BAM introduces “plugins” that allow developers to embed custom logic into block building, opening up new monetisation channels for the network.
Revenue from these plugins is expected to be substantial. Officials estimate that, when combined with existing Block Engine fees, the DAO could generate up to $15 million annually in recurring revenue.
With the adoption of BAM still in its early stages, that figure could grow over time.
This potential windfall places the DAO in a stronger financial position and could enhance its ability to fund initiatives that drive long-term protocol value.
Jito DAO treasury to be steered by Cryptoeconomics SubDAO
JIP-24 also defines a strategic roadmap for deploying the incoming funds.
Revenue will be managed by the Cryptoeconomics SubDAO (CSD), an autonomous governance body established under a previous proposal, JIP-17.
The CSD is tasked with designing and executing token value-accrual strategies. These may include buybacks, staking incentives, fee-switch mechanisms, and grants aimed at ecosystem expansion.
Its mandate is both technical and economic, aiming to align capital deployment with the long-term interests of the network.
With a sub-treasury already funded with $7.5 million in JitoSOL and 5 million JTO tokens, the CSD is positioned to begin deploying programs within the next two quarters.
Transparency measures, including updated dashboards and annual reporting, will ensure that all fund usage is publicly accountable.
Potential risks
While the benefits of JIP-24 are clear, the proposal also acknowledges potential risks.
The reconfiguration of fee routing involves technical steps such as Revenue Routing Transactions (RRTs) and updates to on-chain addresses. Delays in these processes could slow implementation.
Additionally, managing multiple revenue streams introduces accounting complexity.
However, the DAO plans to address this through robust financial reporting and monitoring tools, aiming to maintain transparency and efficiency.

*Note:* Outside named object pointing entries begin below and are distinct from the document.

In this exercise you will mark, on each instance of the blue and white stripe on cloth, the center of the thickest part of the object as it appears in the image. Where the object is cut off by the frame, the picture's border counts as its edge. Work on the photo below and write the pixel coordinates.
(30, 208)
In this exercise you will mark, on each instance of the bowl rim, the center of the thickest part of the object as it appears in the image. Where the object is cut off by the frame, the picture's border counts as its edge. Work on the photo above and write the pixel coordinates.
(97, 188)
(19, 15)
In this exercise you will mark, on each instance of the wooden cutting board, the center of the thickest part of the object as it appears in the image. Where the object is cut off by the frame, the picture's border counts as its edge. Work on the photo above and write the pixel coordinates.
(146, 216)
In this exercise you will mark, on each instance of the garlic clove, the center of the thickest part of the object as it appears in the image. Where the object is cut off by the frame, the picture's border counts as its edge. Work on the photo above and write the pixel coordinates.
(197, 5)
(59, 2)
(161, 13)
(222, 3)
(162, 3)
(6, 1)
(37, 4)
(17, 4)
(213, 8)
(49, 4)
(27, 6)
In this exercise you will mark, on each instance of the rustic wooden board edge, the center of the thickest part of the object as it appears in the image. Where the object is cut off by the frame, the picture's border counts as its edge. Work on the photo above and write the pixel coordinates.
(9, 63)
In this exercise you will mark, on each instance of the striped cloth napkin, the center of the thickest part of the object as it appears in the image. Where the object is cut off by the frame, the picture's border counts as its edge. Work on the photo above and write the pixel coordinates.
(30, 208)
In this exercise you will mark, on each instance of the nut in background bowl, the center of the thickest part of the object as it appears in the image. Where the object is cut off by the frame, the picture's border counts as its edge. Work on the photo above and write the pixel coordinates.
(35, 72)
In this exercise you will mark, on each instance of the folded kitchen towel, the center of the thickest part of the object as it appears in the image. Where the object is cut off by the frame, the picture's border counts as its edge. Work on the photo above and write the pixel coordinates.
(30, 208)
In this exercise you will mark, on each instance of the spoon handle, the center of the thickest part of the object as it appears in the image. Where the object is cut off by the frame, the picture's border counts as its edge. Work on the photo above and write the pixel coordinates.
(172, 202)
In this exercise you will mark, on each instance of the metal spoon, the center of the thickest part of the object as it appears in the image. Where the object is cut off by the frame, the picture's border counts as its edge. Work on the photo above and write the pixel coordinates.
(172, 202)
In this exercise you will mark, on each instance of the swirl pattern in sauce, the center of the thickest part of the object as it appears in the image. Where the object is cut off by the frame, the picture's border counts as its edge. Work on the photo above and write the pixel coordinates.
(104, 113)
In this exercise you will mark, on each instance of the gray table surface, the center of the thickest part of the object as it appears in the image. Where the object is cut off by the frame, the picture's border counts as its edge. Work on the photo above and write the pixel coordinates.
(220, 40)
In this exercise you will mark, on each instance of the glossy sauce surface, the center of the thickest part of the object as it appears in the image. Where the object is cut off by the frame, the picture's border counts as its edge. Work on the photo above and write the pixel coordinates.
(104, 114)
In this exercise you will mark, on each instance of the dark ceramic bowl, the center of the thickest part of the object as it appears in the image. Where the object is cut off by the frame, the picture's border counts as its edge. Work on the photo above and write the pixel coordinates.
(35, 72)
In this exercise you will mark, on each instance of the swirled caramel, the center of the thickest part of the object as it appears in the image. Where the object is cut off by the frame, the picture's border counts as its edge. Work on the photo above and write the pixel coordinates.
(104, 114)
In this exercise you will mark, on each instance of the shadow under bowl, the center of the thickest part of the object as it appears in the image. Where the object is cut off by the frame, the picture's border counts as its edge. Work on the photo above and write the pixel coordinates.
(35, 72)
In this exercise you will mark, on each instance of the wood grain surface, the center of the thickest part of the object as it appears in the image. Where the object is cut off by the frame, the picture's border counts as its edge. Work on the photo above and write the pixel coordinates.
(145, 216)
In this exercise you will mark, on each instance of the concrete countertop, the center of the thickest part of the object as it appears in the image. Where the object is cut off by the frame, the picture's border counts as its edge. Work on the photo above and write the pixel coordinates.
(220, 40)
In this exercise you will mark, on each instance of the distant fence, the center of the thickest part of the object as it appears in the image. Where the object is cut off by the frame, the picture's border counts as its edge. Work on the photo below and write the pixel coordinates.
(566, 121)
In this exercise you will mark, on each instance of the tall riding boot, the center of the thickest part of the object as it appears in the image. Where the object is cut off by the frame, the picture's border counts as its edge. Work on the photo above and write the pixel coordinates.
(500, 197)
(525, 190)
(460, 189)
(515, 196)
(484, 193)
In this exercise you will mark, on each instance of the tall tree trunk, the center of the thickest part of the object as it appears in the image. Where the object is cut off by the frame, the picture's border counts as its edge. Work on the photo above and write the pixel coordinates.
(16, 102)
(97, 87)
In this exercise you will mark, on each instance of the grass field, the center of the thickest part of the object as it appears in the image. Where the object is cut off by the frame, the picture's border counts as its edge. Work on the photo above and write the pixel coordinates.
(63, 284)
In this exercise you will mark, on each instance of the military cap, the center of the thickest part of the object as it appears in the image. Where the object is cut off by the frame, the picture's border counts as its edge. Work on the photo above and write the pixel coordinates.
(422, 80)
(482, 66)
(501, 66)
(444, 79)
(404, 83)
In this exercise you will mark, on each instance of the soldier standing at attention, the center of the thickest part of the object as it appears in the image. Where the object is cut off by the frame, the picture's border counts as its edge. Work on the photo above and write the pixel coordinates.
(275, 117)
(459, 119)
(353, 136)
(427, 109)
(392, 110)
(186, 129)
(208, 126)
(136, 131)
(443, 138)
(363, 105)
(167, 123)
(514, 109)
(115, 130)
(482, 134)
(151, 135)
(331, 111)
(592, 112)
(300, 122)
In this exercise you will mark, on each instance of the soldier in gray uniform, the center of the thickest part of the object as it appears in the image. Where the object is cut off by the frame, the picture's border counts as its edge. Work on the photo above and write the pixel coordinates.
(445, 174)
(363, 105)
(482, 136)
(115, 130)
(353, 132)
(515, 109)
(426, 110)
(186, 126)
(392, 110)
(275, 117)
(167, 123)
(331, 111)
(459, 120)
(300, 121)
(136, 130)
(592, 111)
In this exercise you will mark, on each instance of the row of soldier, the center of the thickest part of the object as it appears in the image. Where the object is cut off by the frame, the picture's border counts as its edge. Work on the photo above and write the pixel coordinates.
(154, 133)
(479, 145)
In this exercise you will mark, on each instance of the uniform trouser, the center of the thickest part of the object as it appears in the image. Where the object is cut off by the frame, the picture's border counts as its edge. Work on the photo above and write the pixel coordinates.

Despite these challenges, early sentiment within the Jito community appears strongly supportive.
With the DAO poised to become the sole recipient of all protocol revenues, many see JIP-24 as a defining moment in the network’s journey toward full decentralisation.
Implications for JTO token holders
For crypto traders and investors, the passage of JIP-24 could have meaningful implications for the value of JTO.
By centralising all revenue within the DAO and empowering tokenholder-driven governance, the proposal enhances the economic case for holding JTO.
As capital flows increase and strategic programs roll out, demand-side pressure on the token could rise.
This may be especially impactful in a market where protocol value capture increasingly drives token valuations.
Moreover, the structure proposed in JIP-24 creates a more transparent, data-driven framework for aligning revenue growth with tokenholder benefit.
This aligns with broader DeFi trends and positions the Jito DAO as a revolutionary, revenue-generating collective.